People in southern Sudan are voting for a second day today. They're hoping to write a new, peaceful chapter in the country's otherwise bloody history. The issue here is independence from Sudan's north, and the vast majority of southerners are almost certain to favor it in the voting that lasts for a week.

NPR's Frank Langfitt drove out from the southern capital of Juba to visit some rural polling sites yesterday.

FRANK LANGFITT: This is Kuli Papa. It's a village of about 600 people about an hour's drive outside of Juba in a great wide expanse that's southern Sudan. Mostly, all you can see is scrub and a few thatched huts. There's a termite mound right in front of me across the way, a mud church with a cross on top. And here beneath the shade tree, about 10 people are lined up to vote for unity or independence.

Peres Juan Ebele is a motivated voter. She walked an hour in her purple flip-flops to be among the first to the polls this morning. Ebele has a message in English for the government of northern Sudan.

Ms. PERES JUAN EBELE: They now going bye-bye.

(Soundbite of laughter)

LANGFITT: All I can say is bye-bye, she says.

Like many southern Sudanese, Ebele despises the leaders in Khartoum, the northern capital. Ebele, who's about 40, says the north began raiding her village before she was born.

Ms. EBELE: (Foreign language spoken)

LANGFITT: She tells me when northern soldiers attacked Kuli Papa, they abducted children and killed husbands and daughters.

Mathias Mogul Mohammad(ph) is a local elder who's chairing the polling station. He says 24 villagers died in a massacre as early as 1969.

Mr. MATHIAS MOGUL MOHAMMAD: There are more attacks.

LANGFITT: How many altogether? Any idea?

Mr. MOHAMMAD: Oh, that cannot be counted. Imagine in a war of 17 years, from time to time, they make attacks. And even this place was a lot (unintelligible) vacant. People all went out.

LANGFITT: How long was it vacant for?

Mr. MOHAMMAD: For more than 20 years.

LANGFITT: Sudan's Arab, mostly Muslim north battled the black, largely Christian and animus south over various issues, including ideology, religion and resources. The conflict became Africa's longest civil war and cost two million lives.

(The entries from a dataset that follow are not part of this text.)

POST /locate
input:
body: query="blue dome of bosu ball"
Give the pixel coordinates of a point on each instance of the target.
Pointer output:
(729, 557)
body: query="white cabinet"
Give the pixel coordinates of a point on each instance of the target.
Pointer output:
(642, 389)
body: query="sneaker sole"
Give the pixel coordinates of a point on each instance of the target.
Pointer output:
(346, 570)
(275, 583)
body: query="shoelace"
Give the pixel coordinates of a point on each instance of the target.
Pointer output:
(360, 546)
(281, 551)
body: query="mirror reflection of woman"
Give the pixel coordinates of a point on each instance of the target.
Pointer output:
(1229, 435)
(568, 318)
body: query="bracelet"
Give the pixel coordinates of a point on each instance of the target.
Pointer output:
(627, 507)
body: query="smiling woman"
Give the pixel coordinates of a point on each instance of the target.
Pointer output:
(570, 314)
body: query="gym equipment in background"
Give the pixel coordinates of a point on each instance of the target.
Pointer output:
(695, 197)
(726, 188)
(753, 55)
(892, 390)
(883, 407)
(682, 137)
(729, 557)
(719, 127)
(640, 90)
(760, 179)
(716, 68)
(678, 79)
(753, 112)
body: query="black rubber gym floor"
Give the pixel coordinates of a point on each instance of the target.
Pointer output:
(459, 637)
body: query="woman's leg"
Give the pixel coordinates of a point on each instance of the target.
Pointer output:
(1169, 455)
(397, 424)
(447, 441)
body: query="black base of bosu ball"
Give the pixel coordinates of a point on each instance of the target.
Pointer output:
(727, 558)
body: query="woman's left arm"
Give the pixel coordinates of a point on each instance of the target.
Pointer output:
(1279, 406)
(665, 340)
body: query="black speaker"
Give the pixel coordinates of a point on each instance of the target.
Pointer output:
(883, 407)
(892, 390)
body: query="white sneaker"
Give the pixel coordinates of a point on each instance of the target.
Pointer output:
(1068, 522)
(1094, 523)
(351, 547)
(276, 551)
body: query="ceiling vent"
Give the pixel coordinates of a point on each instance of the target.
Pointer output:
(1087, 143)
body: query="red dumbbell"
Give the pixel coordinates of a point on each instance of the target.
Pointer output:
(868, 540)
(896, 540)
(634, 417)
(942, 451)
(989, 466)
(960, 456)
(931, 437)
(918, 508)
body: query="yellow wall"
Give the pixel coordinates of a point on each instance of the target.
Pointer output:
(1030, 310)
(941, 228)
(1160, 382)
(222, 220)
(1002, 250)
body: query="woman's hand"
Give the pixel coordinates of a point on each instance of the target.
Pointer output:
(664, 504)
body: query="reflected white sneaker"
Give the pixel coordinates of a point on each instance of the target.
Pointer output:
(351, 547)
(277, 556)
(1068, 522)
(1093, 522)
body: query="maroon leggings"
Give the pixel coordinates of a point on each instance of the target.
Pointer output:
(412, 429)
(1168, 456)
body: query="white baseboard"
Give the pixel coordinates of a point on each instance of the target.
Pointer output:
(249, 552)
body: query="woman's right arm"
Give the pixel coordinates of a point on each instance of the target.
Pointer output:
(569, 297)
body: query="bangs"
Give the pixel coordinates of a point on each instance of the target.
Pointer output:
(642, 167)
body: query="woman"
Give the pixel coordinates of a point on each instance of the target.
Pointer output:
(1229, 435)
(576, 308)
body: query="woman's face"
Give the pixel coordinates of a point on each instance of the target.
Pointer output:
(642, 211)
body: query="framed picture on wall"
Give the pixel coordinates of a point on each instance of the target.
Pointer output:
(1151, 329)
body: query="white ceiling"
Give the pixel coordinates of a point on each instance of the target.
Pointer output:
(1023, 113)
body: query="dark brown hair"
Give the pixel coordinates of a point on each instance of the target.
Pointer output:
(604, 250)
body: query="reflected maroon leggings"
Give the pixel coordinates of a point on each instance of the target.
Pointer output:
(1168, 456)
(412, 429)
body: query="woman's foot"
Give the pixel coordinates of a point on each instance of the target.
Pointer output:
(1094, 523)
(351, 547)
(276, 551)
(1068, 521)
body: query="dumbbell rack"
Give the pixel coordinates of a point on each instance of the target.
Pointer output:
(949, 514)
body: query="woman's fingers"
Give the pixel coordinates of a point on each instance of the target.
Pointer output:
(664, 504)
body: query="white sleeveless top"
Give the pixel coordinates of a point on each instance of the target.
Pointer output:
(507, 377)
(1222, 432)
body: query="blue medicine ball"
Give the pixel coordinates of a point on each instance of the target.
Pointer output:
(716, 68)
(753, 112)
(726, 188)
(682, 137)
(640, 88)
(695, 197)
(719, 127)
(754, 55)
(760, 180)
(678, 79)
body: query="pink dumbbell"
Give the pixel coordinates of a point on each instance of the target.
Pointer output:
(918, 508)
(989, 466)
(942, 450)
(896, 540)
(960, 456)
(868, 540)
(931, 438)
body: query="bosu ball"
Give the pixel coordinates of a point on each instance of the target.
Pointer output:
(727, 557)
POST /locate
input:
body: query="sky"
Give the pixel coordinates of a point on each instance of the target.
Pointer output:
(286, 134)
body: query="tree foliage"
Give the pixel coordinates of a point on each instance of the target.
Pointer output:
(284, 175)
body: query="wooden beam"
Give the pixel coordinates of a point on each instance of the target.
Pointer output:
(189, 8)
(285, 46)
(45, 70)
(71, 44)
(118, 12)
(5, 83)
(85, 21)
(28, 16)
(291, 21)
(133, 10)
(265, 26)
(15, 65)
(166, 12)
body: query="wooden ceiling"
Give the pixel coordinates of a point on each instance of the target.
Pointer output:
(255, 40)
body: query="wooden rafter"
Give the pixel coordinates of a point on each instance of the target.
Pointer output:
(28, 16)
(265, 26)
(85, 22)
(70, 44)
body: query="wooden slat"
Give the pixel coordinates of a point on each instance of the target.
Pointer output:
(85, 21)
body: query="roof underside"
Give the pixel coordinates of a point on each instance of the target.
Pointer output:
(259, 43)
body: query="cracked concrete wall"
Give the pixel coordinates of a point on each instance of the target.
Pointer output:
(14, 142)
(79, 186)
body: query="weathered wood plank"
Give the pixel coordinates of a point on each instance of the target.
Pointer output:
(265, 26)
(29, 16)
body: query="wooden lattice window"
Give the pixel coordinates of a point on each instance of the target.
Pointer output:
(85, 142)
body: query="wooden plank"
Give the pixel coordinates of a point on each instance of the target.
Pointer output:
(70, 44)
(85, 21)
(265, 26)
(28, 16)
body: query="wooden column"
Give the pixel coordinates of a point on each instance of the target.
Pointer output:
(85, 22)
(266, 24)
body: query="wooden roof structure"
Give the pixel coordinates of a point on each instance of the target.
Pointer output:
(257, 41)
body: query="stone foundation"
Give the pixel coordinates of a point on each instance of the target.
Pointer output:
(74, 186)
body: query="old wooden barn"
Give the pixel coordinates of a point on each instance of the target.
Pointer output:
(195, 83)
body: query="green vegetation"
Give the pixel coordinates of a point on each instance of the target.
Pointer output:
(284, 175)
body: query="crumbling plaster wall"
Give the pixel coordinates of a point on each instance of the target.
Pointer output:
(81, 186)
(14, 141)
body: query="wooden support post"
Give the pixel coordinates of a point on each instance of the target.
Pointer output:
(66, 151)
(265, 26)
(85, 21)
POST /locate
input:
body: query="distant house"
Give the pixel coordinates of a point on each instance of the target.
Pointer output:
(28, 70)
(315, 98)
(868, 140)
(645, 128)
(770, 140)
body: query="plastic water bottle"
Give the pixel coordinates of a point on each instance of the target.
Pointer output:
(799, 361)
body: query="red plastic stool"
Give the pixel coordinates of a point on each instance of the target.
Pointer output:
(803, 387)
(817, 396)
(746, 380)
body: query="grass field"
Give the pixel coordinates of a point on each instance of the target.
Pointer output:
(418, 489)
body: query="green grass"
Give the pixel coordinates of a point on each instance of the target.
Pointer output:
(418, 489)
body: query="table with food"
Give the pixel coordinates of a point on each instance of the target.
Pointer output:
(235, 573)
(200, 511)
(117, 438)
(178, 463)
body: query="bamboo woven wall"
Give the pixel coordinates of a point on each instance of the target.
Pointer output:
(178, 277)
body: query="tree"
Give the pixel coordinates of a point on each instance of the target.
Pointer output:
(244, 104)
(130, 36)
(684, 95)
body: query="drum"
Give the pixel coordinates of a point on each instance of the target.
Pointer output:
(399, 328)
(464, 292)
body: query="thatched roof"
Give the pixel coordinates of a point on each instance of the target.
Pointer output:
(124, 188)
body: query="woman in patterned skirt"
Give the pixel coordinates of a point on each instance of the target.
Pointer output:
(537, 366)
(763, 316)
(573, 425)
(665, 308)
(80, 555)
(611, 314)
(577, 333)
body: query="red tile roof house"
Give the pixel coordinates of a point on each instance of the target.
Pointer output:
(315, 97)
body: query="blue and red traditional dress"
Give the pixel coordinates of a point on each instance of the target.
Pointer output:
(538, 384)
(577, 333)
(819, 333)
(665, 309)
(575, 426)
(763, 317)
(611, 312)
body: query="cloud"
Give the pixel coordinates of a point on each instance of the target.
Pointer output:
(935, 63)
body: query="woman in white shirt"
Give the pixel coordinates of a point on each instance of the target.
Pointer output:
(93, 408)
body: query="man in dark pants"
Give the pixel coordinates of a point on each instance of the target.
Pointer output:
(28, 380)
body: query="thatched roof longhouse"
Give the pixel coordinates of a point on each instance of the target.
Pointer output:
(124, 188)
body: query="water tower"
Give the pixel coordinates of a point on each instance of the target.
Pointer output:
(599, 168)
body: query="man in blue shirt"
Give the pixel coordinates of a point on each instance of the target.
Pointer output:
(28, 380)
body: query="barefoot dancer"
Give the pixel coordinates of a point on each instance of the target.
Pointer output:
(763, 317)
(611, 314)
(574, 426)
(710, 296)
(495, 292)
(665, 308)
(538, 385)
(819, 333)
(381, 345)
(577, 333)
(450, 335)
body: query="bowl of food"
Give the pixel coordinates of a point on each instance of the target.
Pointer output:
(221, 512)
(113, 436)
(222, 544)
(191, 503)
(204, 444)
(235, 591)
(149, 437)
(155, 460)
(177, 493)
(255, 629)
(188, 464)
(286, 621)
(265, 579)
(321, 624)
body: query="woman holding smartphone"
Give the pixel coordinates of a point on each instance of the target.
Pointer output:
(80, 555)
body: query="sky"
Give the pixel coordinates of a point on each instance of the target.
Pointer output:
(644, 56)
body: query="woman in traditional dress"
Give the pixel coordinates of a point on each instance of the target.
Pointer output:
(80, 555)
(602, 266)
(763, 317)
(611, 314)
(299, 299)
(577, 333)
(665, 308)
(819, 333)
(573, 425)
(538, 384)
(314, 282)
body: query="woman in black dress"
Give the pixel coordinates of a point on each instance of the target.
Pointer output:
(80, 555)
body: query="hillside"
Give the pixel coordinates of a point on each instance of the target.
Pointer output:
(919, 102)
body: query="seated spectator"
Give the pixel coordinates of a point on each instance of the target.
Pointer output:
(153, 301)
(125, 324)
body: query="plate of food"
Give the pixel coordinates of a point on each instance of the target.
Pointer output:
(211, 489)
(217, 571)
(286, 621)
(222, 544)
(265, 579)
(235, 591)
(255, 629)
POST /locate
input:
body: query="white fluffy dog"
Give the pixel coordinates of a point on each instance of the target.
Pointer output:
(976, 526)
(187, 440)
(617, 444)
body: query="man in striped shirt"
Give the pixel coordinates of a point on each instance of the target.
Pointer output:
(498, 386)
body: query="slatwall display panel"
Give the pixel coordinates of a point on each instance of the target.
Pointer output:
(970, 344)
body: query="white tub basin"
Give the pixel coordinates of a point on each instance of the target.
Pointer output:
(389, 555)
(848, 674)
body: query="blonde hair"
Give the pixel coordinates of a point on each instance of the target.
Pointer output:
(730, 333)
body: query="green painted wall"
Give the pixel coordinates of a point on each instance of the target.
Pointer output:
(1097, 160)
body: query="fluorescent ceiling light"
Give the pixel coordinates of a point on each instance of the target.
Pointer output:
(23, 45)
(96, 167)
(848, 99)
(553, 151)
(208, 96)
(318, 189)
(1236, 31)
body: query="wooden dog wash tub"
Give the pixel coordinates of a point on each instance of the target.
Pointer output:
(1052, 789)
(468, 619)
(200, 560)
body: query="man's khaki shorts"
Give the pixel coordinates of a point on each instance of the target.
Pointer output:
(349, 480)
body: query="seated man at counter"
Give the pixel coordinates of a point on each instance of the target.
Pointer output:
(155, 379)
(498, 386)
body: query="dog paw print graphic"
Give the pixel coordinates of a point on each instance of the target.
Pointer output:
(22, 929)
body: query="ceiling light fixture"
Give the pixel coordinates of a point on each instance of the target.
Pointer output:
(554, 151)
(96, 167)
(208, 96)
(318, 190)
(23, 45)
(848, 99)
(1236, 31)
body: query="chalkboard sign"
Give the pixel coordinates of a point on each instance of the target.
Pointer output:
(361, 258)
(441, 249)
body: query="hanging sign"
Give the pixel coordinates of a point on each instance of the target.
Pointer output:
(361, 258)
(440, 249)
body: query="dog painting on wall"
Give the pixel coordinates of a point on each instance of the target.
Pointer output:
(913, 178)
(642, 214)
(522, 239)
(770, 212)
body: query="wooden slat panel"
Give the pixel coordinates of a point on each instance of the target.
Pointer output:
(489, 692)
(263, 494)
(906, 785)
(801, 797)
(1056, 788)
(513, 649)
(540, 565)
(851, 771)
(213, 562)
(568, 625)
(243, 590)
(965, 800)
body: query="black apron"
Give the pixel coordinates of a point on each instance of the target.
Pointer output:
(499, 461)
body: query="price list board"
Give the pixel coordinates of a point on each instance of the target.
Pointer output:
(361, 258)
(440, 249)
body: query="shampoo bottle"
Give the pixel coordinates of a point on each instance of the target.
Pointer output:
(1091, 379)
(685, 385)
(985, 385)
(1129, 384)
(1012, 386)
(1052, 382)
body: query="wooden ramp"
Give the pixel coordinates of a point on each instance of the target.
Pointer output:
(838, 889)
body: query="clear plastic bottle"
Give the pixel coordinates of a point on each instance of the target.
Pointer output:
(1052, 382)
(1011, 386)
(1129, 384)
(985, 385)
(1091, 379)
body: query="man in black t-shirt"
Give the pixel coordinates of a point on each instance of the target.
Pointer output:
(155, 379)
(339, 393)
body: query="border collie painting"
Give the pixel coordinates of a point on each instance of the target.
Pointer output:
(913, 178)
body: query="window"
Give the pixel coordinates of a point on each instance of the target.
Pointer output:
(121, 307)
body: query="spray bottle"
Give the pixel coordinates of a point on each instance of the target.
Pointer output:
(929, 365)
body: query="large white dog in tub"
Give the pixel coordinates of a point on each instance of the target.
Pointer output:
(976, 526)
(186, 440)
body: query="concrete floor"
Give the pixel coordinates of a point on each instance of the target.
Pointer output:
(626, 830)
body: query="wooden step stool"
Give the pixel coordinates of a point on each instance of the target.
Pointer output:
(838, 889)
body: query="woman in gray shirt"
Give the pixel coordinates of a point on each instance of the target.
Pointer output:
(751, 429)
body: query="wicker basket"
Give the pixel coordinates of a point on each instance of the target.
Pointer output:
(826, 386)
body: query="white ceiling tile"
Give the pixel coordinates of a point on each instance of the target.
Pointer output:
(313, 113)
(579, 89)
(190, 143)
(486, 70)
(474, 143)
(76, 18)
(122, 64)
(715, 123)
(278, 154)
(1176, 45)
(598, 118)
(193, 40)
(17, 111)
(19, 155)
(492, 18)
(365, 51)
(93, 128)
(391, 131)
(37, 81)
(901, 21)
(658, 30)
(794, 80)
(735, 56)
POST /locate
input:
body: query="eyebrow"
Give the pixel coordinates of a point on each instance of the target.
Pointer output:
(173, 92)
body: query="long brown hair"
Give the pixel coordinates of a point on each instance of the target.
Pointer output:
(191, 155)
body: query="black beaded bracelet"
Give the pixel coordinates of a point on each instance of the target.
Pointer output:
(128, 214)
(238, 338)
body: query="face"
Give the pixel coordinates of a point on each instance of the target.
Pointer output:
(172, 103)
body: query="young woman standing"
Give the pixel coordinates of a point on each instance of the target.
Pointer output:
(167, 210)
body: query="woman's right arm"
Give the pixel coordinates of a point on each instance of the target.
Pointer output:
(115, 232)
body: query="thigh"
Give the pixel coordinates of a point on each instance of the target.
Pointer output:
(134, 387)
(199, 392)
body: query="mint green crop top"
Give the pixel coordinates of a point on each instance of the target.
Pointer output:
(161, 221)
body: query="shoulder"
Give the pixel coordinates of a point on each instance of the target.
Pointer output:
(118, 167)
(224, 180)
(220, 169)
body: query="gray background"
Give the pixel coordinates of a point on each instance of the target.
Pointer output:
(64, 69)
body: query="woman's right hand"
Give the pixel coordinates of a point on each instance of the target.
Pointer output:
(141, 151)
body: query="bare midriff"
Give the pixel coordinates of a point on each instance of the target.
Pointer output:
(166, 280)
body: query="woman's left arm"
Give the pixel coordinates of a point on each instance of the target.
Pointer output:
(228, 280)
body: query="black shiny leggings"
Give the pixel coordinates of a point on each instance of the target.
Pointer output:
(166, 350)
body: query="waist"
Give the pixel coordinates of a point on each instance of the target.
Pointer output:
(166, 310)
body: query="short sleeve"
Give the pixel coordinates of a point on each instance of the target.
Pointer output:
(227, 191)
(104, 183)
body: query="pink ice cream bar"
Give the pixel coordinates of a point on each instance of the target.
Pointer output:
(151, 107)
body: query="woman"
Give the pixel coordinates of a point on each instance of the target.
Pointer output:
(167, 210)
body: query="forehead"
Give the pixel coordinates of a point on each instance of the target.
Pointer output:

In 2005, the United States brokered a peace agreement. This week's referendum, which runs through Saturday, was part of the deal. Turnout was heavy yesterday, with lines running 500 deep in Juba.

(Soundbite of crowd chatter)

LANGFITT: Several hours drive away in the market town of Lainya, hundreds pushed to get into a polling station in midday heat. Election observers had been concerned the north might try to disrupt this week's vote with violence.

But Cole Mannas(ph), the United Nations election observer, says things seem to be going well.

Mr. COLE MANNAS (Election Observer, United Nations): This is the far center(ph) of Khartoum. It's going on peaceful, and that's what we want.

LANGFITT: And have there been any reports of any problems here in the Juba area or south of Juba?

Mr. MANNAS: Not at all.

LANGFITT: In the days leading up to the vote, there were military clashes in southern Sudan's oil-rich unity state and tribal violence in the disputed region of Abyei. The numbers are fuzzy, but more than two dozen people may have been killed. Polling on Sunday, though, appeared to pass without incident.

Unidentified Group: (Singing in foreign language)

LANGFITT: Mogga Jackson is a Baptist preacher in the village of Ganji Payam. He's wrapping up a small Sunday service beneath a tree. Jackson says he'll vote for independence, because the north has ignored the basic needs of poor villages like his - things like health care and clean water.

Mr. MOGGA JACKSON (Baptist Preacher): There's no doctors which can come and help us. Water isn't available. We have to go to the stream, and get water from the streams.

LANGFITT: Jackson says a free southern Sudan will be able to use money from its resources, like oil, to build a new, more prosperous nation, one where southerners can rule themselves and live without fear from the north.

Frank Langfitt, NPR News, Juba, Southern Sudan.